Do you have a sense of which method might suit your goals?

Conclusion: Comparison of the methods

In this overview, we’ve explored the landscape of three methods for aligning AI models with human values and preferences: Direct Preference Optimization (DPO), Reward-Rank Hindsight Fine-Tuning (RRHF), and Reinforcement Learning from AI Feedback (RLAIF + d-RLAIF). And here’s the main question – what to choose and when?

  1. DPO demonstrates top overall efficiency, showing that simplicity matters. With no need for reward model or RL, it’s the best variant when you seek for fast, stable fine-tuning with quality preferences. However, it may lack enough flexibility and doesn’t encourage exploration.

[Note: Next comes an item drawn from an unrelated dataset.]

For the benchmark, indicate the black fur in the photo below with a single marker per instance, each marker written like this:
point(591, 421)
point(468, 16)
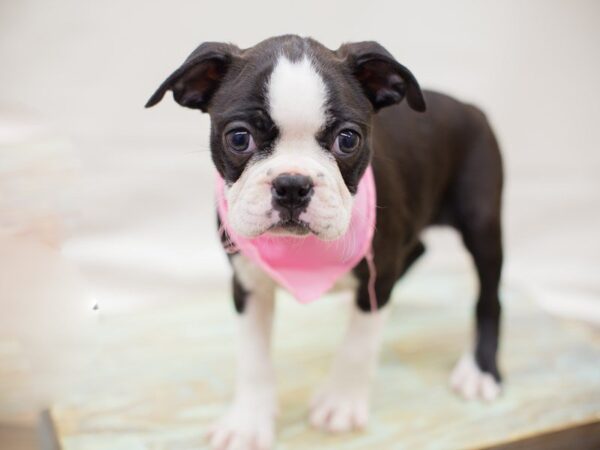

  2. RRHF trains only on comparisons and top-choice imitation. It’s highly flexible, as it can work with multiple types of responses. RRHF is best for cases where you want alignment but don’t want PPO overhead with 4 models. However, this method may struggle in online learning.

  3. RLAIF and d-RLAIF fully replace human annotators. They are especially strong with CoT prompting, perfectly aligning with the current trend of Reasoning Models. RLAIF is best for automating reward generation and training at scale, and what’s more, d-RLAIF performs surprisingly close to RLHF with much less human input. However, like all approaches that explicitly use AI, RLAIF still needs human curation.

There’s no one-size-fits-all solution. All these methods contribute to the huge family of human preference alignment methods and we just should know what we’re working with to use them where they fit best. Maybe particularly these 4 methods will encourage building something even more close to our human preferences in the future. Overall, this topic will always remain relevant because AI works with us, humans, and we need to speak the same language and share the same values.